Spawned shells often have stripped environments. The parent process often has the real deployment secrets.
Overall Assessment
The agents were effective, but not magical.
They were strongest at:
- repeatable recon
- preserving state across long attacks
- disciplined credential and hash handling
- following AD and web exploitation playbooks
- turning footholds into deeper context
- documenting what happened
They struggled with:
- subtle intended-path inference
- overconfident negative conclusions
- CVE ambiguity
- long AD graph strategy
- missing local tooling
The biggest engineering lesson is that AI agents need operational rails more than they need clever prompts. The useful parts of this setup are mundane:
- one workspace layout
- one timeline format
- explicit handoffs
- strict scope checks
- standardized credential reflexes
- standardized tool installation
- a habit of writing down failed hypotheses
That structure turned OpenCode from a chat interface into something closer to a junior operator with a runbook and a team lead.
Practical Recommendations
If you are building your own HTB agent setup, I would start here:
- Create a strict workspace structure before touching the target.

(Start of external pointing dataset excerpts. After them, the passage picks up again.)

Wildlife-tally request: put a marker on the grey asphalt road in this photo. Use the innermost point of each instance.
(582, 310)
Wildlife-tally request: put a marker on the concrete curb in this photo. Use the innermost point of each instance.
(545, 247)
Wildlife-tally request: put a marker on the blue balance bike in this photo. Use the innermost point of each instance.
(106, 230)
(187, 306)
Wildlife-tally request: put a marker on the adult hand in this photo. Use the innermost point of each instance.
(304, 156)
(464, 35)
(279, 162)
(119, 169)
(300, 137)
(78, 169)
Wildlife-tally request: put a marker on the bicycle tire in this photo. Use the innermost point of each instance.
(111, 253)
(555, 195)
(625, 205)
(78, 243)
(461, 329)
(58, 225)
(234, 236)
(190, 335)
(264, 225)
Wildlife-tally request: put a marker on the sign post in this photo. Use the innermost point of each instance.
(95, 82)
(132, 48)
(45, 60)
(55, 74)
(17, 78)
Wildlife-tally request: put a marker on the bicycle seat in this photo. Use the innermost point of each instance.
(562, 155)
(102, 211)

- Require every tool run to write an artifact.
- Put shared state in
notes/attack-plan.md, not in chat history. - Split agents by phase: recon, web, AD, privesc.
- Encode reflexes: credentials, hashes, vhosts, pivots, container envs.
- Force agents to write
notes/stuck.mdwith alternative hypotheses when they loop. - Treat custom tools as infrastructure and install them under
/optonly. - Add MCP or another stable tool bridge for standard Kali tooling.
- Do not let agents say “ruled out” unless they list the subtypes tested.
- Expect to give hints on puzzle boxes; measure whether the agent can exploit and document the corrected path.
Final Take
The setup is good enough to be useful on real HTB-style workflows, especially when the target rewards methodical enumeration and stateful exploitation. It is not flawless, and it should not be trusted blindly. The best results came from treating the AI as an operator inside a controlled engineering system: scoped, logged, artifact-driven, and forced to explain what it tried.
That is the real lesson from these machines. The “AI” part helped with speed and breadth, but the “engineering” part made the work reliable.